If the Sheriff’s Department moves forward with predictive algorithmic analysis, they’ll be exchanging one set of problems for another.

Technology is morally neutral. It’s what we do with it that makes a difference.

That, and how many Russian hackers manage to game the system.

(Ted Rall, cartoonist for The Times, is also a nationally syndicated opinion columnist and author. His new book is Silk Road to Ruin: Why Central Asia is the New Middle East.)

7 Comments.

  • alex_the_tired
    March 13, 2014 6:11 AM

    I’m not sure whether to laugh or cry.

    The issue is not recidivism. The issue is what’s considered “illegal” in the first place. As some people (not enough) are aware, “illegal” is a societally determined concept.
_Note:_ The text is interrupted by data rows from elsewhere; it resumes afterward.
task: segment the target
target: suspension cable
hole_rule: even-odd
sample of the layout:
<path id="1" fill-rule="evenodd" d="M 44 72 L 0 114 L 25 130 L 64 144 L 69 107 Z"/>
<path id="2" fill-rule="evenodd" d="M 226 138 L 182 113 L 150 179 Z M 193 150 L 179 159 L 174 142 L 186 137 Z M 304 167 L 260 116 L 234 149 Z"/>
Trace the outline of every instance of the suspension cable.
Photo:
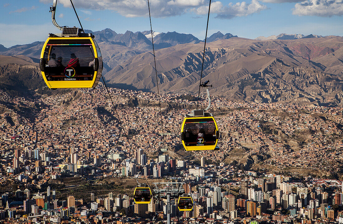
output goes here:
<path id="1" fill-rule="evenodd" d="M 201 73 L 200 76 L 200 83 L 199 84 L 199 92 L 198 94 L 198 100 L 197 101 L 197 109 L 198 109 L 198 105 L 199 104 L 199 97 L 200 96 L 200 88 L 201 84 L 201 79 L 202 78 L 202 70 L 204 68 L 204 60 L 205 59 L 205 50 L 206 48 L 206 39 L 207 39 L 207 30 L 209 28 L 209 20 L 210 19 L 210 9 L 211 6 L 211 0 L 210 0 L 210 4 L 209 5 L 209 14 L 207 15 L 207 25 L 206 25 L 206 34 L 205 36 L 205 44 L 204 45 L 204 54 L 202 55 L 202 65 L 201 66 Z"/>
<path id="2" fill-rule="evenodd" d="M 116 112 L 116 114 L 117 115 L 117 118 L 118 119 L 118 120 L 119 121 L 119 123 L 120 125 L 120 126 L 121 127 L 121 128 L 122 129 L 122 131 L 124 132 L 124 134 L 125 135 L 125 137 L 126 137 L 126 139 L 127 140 L 128 142 L 129 143 L 129 145 L 130 148 L 130 151 L 132 152 L 133 154 L 133 156 L 134 156 L 135 158 L 136 159 L 136 162 L 137 162 L 137 165 L 138 166 L 140 167 L 140 172 L 142 173 L 142 175 L 144 177 L 144 178 L 145 179 L 145 180 L 146 181 L 146 182 L 148 184 L 148 186 L 150 186 L 150 185 L 149 184 L 149 182 L 148 181 L 148 180 L 146 179 L 146 177 L 145 175 L 144 175 L 144 173 L 142 173 L 142 167 L 141 166 L 139 166 L 139 163 L 138 163 L 138 160 L 137 159 L 137 157 L 136 156 L 136 153 L 133 151 L 133 150 L 132 149 L 132 146 L 131 145 L 131 142 L 130 142 L 130 140 L 129 139 L 129 137 L 128 135 L 126 134 L 126 132 L 125 131 L 125 129 L 124 128 L 124 126 L 123 126 L 123 123 L 121 122 L 121 121 L 120 120 L 120 118 L 119 117 L 119 115 L 118 114 L 118 112 L 117 110 L 117 108 L 116 108 L 116 106 L 114 105 L 114 103 L 113 102 L 113 100 L 112 99 L 112 96 L 111 96 L 111 94 L 110 93 L 109 91 L 108 90 L 108 89 L 107 88 L 107 85 L 106 85 L 106 82 L 105 82 L 105 79 L 104 79 L 104 76 L 103 76 L 103 75 L 101 74 L 101 78 L 103 79 L 103 81 L 104 82 L 104 84 L 105 85 L 105 87 L 106 87 L 106 90 L 107 90 L 107 93 L 108 94 L 108 96 L 109 96 L 110 99 L 111 100 L 111 102 L 112 102 L 112 105 L 113 107 L 114 108 L 115 112 Z M 137 179 L 138 179 L 138 177 L 137 176 Z"/>
<path id="3" fill-rule="evenodd" d="M 155 71 L 156 75 L 156 84 L 157 85 L 157 92 L 158 96 L 158 105 L 159 106 L 159 115 L 161 118 L 161 128 L 162 129 L 162 138 L 163 141 L 163 145 L 164 146 L 164 155 L 166 155 L 167 148 L 166 147 L 166 141 L 164 139 L 164 129 L 163 128 L 163 120 L 162 119 L 162 111 L 161 109 L 161 101 L 159 97 L 159 90 L 158 89 L 158 78 L 157 76 L 157 70 L 156 68 L 156 59 L 155 56 L 155 48 L 154 47 L 154 38 L 152 35 L 152 26 L 151 25 L 151 16 L 150 12 L 150 4 L 149 3 L 149 0 L 148 1 L 148 9 L 149 10 L 149 19 L 150 22 L 150 30 L 151 31 L 151 42 L 152 43 L 152 50 L 154 53 L 154 62 L 155 63 Z"/>

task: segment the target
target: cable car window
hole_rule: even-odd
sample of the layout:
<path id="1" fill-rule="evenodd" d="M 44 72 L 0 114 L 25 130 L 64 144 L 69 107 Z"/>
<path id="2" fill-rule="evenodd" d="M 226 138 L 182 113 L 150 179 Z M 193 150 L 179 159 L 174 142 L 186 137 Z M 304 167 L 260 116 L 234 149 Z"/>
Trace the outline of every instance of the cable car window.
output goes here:
<path id="1" fill-rule="evenodd" d="M 98 57 L 101 57 L 101 52 L 100 51 L 100 48 L 99 47 L 98 43 L 95 40 L 93 40 L 93 41 L 94 42 L 94 44 L 95 45 L 95 48 L 96 48 L 96 52 L 98 54 Z"/>
<path id="2" fill-rule="evenodd" d="M 180 198 L 177 205 L 180 211 L 191 210 L 193 208 L 193 201 L 189 197 Z"/>
<path id="3" fill-rule="evenodd" d="M 185 144 L 186 146 L 214 145 L 216 130 L 212 118 L 186 119 L 184 127 Z"/>
<path id="4" fill-rule="evenodd" d="M 89 39 L 50 40 L 44 50 L 43 58 L 48 81 L 93 79 L 95 57 Z"/>
<path id="5" fill-rule="evenodd" d="M 151 198 L 150 189 L 147 188 L 136 189 L 134 192 L 134 200 L 136 202 L 150 201 Z"/>

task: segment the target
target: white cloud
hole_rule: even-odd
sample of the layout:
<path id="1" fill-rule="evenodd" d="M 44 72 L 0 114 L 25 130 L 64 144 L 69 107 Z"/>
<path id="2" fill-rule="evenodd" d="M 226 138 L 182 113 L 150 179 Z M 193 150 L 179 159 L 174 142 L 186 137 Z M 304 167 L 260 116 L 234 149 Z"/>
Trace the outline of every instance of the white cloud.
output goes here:
<path id="1" fill-rule="evenodd" d="M 285 2 L 299 2 L 303 0 L 262 0 L 263 2 L 268 3 L 284 3 Z"/>
<path id="2" fill-rule="evenodd" d="M 196 7 L 199 6 L 204 3 L 204 0 L 171 0 L 167 2 L 167 4 L 170 5 L 176 5 L 177 6 L 184 7 Z"/>
<path id="3" fill-rule="evenodd" d="M 308 0 L 295 4 L 293 14 L 331 17 L 343 15 L 343 0 Z"/>
<path id="4" fill-rule="evenodd" d="M 39 0 L 51 3 L 51 0 Z M 77 9 L 112 10 L 127 17 L 149 15 L 146 0 L 74 0 L 73 2 Z M 70 0 L 60 0 L 59 2 L 64 7 L 71 7 Z M 202 15 L 208 12 L 208 0 L 150 0 L 149 2 L 152 15 L 155 17 L 178 15 L 189 12 Z M 217 14 L 217 17 L 222 19 L 245 16 L 266 8 L 257 0 L 252 0 L 250 3 L 243 2 L 225 7 L 219 1 L 212 2 L 211 4 L 211 13 Z M 86 11 L 82 12 L 84 11 Z"/>
<path id="5" fill-rule="evenodd" d="M 236 16 L 246 16 L 267 9 L 267 7 L 260 3 L 257 0 L 252 0 L 250 3 L 246 2 L 230 3 L 227 6 L 223 6 L 220 2 L 215 2 L 211 5 L 211 13 L 217 14 L 216 18 L 230 19 Z M 208 6 L 202 6 L 196 10 L 197 14 L 207 14 Z"/>
<path id="6" fill-rule="evenodd" d="M 34 10 L 36 9 L 36 8 L 35 6 L 33 6 L 32 7 L 30 8 L 28 8 L 26 7 L 23 7 L 20 9 L 18 9 L 14 10 L 14 11 L 11 11 L 9 13 L 10 14 L 13 13 L 20 13 L 22 12 L 26 12 L 26 11 L 29 11 L 30 10 Z"/>
<path id="7" fill-rule="evenodd" d="M 49 33 L 61 32 L 50 23 L 36 25 L 0 23 L 0 44 L 6 47 L 17 44 L 30 44 L 35 41 L 45 41 Z M 25 38 L 23 38 L 23 34 Z"/>

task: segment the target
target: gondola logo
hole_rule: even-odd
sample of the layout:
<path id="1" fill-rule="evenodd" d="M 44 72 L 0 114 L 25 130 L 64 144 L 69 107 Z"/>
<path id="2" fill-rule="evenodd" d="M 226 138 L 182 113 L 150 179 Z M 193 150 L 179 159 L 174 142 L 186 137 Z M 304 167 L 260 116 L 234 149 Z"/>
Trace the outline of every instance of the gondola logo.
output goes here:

Whites and blacks intermarrying used to be “illegal.” Gay (and straight) anal sex is still “illegal” in some states. (And because any invocation of a gay theme requires it…) Bestiality is “illegal” in some states. Some states simply don’t have a statute about it on the books at all. In one state, having sex with a 17 year old is “illegal,” but not in another state. And so on.

    None of this, of course, makes any, uh, holistic sense. If the purpose of law is to enable a society to function in a way that keeps its citizens safe and provides them with methods for redressing perceiving slights and gives them an established set of rules and responsibilities, that set of laws should be simple to comprehend and short enough to read in a reasonable amount of time.

    Prison should be the destination of only two groups: violent people (murderers, rapists, wifebeaters) and Wall St. business criminals (CEOs who outsource jobs to the third world, boards that incorporate in tax-haven nations, etc. Steve Jobs should have died in prison.)

    All these drug dealers? Legalize the drugs. The government should order Marlboro and pals to start producing marijuana cigarettes. Pfizer and the rest should be making pharma-pure grades of cocaine, meth, etc. And it should be available at cost with a pittance of a profit.

    The crime rate will drop so fast it will be staggering to even the people on Fox.

  • Damned if you do, and damned if you don’t.

    Programs have bugs & hackers, but our current system is to let humans make those decisions. At least a computer program isn’t making the decision based on the inmate’s race; nor can it be swayed by an inmate’s claim to have “found god” (unless of course, a human told it to in the first place…)

    Still and all, I find the idea of software making that kind of decision to be spooky and wrong.

    • This, from a long-time science fiction reader. It sure sounded better back when it was speculative fiction, rather than today’s reality.

  • By this standard anti-war peace activists who try to convince violent pro-change groups to pursue other means of activism will find themselves on the heat list.

    Guilty by association, so never talk to anyone. Just watch TV.

    • That wouldn’t be such a big change, there, Glenn.

      Anti-war peace activists have been on the heat list since J. Edgar Vacuum started buying his prom dresses with taxpayer’s money.

  • Umm… Ted… That looks more like 67%.